Читаем Донская повесть. Наташина жалость [Повести] полностью

На полях уже не рокотали, как бывало, тракторы, поднимавшие в это время зябь, — поля сделались немыми и угрюмо пустынными; не сновали по улицам, гудя сиренами, машины автоколонны, вывозившие на станцию, в элеватор зерно из глубинок; не суетились подле арб, груженных овощами, хлебом, табаком, веселые стрекотуньи-девчата, направлявшиеся на сдаточные пункты или в кладовые, подгоняя рогастых, степенно шагавших волов; не стучали день и ночь у колхозных амбаров триеры, готовя семена для будущего урожая; не тутукала за хутором паровая мельница…

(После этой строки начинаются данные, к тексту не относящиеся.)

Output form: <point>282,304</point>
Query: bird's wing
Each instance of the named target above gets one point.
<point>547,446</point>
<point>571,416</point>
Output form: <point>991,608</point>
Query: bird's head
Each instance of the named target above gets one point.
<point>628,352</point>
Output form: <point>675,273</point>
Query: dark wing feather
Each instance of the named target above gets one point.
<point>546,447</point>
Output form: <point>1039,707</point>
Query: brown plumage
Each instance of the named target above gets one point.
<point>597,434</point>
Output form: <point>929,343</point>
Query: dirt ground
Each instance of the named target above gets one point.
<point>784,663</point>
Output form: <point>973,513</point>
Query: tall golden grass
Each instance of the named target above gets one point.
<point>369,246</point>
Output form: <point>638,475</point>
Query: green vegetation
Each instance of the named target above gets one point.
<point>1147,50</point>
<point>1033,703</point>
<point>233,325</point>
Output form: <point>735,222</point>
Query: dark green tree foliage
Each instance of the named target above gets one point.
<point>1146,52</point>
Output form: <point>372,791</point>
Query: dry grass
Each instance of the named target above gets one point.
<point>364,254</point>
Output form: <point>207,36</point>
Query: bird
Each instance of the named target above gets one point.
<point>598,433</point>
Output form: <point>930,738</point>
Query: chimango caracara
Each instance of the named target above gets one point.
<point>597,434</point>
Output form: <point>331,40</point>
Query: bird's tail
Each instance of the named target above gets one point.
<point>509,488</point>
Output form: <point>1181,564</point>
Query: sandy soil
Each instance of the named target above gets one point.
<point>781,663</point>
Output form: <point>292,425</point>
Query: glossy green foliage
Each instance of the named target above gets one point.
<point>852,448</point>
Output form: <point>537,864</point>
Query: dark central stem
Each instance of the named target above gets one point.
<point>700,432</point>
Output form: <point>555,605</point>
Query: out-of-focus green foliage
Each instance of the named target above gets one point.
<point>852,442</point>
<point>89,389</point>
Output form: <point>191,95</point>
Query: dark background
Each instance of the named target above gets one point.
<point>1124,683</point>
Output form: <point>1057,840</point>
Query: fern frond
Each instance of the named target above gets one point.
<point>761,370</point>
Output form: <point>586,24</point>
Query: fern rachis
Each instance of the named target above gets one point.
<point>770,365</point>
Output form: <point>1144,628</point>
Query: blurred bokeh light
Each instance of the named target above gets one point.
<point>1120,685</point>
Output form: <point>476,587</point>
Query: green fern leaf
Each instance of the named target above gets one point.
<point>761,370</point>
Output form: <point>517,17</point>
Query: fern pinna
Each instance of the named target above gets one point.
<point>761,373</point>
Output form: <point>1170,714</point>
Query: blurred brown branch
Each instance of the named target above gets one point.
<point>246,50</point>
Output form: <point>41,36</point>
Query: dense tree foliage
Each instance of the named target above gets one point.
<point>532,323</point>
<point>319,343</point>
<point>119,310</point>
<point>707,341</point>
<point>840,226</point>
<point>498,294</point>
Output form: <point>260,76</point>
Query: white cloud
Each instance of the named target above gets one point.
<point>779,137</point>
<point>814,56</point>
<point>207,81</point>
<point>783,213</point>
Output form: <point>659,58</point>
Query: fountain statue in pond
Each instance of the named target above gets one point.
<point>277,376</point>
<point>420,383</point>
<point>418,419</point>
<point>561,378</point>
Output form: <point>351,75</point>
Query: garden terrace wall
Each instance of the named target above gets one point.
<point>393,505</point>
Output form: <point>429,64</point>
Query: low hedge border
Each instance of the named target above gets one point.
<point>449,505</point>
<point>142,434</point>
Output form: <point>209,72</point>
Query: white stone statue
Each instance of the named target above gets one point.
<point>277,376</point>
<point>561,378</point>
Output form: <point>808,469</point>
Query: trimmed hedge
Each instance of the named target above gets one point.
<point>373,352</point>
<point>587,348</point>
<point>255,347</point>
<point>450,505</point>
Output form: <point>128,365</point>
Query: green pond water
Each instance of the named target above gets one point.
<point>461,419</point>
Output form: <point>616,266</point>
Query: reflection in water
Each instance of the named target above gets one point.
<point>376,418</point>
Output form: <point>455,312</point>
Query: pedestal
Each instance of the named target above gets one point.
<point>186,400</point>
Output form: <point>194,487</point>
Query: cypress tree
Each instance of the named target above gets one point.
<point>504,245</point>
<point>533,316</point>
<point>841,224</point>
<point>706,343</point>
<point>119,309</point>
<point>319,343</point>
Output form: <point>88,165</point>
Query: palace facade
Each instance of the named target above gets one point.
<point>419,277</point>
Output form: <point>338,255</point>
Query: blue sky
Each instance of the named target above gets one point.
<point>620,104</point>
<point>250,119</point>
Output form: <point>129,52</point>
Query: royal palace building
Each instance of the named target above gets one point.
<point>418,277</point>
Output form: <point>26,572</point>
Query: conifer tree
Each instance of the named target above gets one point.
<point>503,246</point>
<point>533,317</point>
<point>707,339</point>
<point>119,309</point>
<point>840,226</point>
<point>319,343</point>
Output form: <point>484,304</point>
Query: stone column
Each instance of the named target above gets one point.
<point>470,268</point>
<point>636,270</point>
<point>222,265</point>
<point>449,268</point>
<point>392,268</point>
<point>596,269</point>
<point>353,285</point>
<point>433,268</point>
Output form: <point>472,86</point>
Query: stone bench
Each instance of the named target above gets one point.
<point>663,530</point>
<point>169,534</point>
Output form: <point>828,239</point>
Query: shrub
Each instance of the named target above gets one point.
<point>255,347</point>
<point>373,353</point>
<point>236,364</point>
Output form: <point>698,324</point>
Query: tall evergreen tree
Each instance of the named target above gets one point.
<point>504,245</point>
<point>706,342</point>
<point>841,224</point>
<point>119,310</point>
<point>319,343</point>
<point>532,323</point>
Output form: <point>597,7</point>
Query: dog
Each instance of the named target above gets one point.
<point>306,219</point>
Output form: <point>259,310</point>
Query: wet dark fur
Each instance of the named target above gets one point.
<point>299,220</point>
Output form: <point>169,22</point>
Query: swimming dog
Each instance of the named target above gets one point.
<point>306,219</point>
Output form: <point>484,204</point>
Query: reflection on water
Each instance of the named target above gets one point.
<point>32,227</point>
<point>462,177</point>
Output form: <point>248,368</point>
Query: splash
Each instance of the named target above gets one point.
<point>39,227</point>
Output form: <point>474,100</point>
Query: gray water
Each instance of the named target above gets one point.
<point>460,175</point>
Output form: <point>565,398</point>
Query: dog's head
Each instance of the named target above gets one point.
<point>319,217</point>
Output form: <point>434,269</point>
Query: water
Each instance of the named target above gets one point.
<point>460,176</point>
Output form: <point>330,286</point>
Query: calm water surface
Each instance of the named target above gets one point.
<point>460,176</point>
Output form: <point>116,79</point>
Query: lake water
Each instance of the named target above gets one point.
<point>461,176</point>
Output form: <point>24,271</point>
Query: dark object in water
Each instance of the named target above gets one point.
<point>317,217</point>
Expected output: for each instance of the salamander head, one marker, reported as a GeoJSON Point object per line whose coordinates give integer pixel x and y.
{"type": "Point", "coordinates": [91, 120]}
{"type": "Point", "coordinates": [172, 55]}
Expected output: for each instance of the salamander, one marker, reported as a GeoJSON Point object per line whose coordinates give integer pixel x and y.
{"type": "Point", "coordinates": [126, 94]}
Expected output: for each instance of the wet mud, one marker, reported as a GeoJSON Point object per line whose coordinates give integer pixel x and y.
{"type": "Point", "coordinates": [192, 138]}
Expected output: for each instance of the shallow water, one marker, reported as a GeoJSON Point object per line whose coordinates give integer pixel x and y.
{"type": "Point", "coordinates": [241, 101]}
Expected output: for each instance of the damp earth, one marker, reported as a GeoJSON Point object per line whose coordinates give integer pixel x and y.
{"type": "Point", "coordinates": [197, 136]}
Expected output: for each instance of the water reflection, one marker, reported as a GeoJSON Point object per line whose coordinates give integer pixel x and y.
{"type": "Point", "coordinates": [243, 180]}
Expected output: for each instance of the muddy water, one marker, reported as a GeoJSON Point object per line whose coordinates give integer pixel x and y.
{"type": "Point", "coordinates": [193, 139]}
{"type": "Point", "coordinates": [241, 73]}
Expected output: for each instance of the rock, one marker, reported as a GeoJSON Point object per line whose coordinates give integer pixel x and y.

Того, что объединяло хуторян, сдруживало их, внезапно не стало. И они разбрелись, зарылись всяк в свою нору.

Днями еще как-то ощущалась жизнь: мелькала на улицах детвора, изредка с оглядкой появлялись и взрослые, кое-где на гумнах и левадах бродили не спускаемые с глаз коровы, овцы. А как только вечерело, никаких признаков жизни уже не оставалось: все погружалось во мрак и выморочную тишину. Ни человеческого голоса, ни огонька — во всем хуторе.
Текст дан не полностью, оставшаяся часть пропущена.